Atlantic Monthly says Obama shouldn't get an ex-CEO to be his financial advisor...duh, like the blue blood lib mag is gonna say differently. I say Obama will put another PhD there to theorize because he's too arrogant and hateful to do otherwise. He thinks he just didn't have the right person to the post to make his beliefs become reality.
Get it?
Not becuase it's the right thing to do for the country, but rather in order to address comments about their utter failure.
Does it matter who? We know what the person will believe. It will most likely be an adademic elite who has no experience in the private sector and has worshipped at the alter of Marx.
The replacment’s particular identity does not matter. He will be an ex(maybe barely ex for the occasion) Goldman-Sachs employee.
Obama Administration Job Requirements:
1) Socialist Obama Synchophant
2) Owes back taxes with no intention to pay
3) Academic with no real world experience
4) Wife at home, girl on the side in DC
5) Upside down in home mortgage after sweetheart Countrywide deal
6) Proud Journalista member
We need Larry Kudlow. We’re gonna get Paul Krugman.
You can replace him with a Magic 8-Ball and get the same results!
Sorry for the repeat - I was typing while you were posting.
It almost certainly won’t be an Austrian School economist. No. They’ll find another alchemist out of Harvard or GS.
Great minds think alike! : )
IMO, the question should be is Summers leaving of his own volition, or is this an appeasement action by Obama to his critics? I think it’s the latter.
Despite all the blather that the recession ended in June of 2009 (and the laughter across the country that pronouncement generated), zero is offering up Summers to appease the critics of his economic policies.
And, he will just find another communist from the corporate sector to replace him.
Ex-Goldman-Sachs employee, eh? Government experience could be plus, you say? And it wouldn't hurt to be a darling of the financial press? Hmmm, seems like the identity will matter.
Who, Peter Lewis? A token lefty CEO won’t have any clout with Obama unless he’s a far, far lefty CEO.
The Wall Street Journal has reported it’s going to be Anne Mulcahy, the former CEO of Xerox.
Is Wesley Mouch available? Sounds like a good fit for him.

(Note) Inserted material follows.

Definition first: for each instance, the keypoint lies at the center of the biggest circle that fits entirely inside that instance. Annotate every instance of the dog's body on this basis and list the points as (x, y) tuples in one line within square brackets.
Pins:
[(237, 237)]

Who is out there that is stupid enough to come into this Administration, and attempt to blindly follow where Hussein still stubbornly insists on going?
Keep in mind, Turbo Tax Timmy & Rahm Emmanuel are on their way out too, and their replacements figure heavily in this calculus as well. If Valerie Jarrett is the next White House COS, it will be one of the strongest indicators that Premier Hussein has absolutely no intention of changing course.

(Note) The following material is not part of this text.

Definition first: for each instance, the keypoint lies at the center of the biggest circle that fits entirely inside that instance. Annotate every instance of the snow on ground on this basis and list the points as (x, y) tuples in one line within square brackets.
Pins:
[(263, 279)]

But who takes over Treasury that will follow Hussein’s policies?? Chris Dodd??
I believe the best we can hope for after November is gridlock; where the President cannot get Congress to agree on anything. It will be difficult to begin any real change until we get the 2012 Senate races behind us as well. If we can finely filter 2/3rds of the sitting Senate, and force even more retirements of aging Democrats, we will have some hope of reconstructing the damage that this (P)resident has already done and will do between now and the end of his term.
As for Hussein’s new economic team, I don’t think he dares put another group of academics in there, and I don’t know of any sane or successful CEO from the business community who would be willing to commit professional sebuku in order to prop up an utterly failed (P)resident.

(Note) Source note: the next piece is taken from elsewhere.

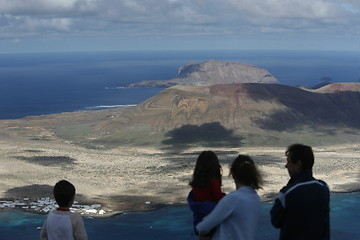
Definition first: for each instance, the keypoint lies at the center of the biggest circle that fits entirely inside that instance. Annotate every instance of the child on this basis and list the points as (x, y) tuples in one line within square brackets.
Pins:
[(238, 214), (206, 187), (62, 224)]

I still think they will try to find someone with some credibility to sell. This person would know going in that if they they try to get any common sense polices to go forward they will have a deaf audience with this administration.
They should title the search “Who wants to be goat of the year?”
Mulcahy? Interesting. Hasn’t there been research showing the female CEOs are most likely to get opportunities in sinking-ship/tough-turnaround situations?
Inviting someone without economics training to chair the NEC doesn’t really seem like a great idea to me.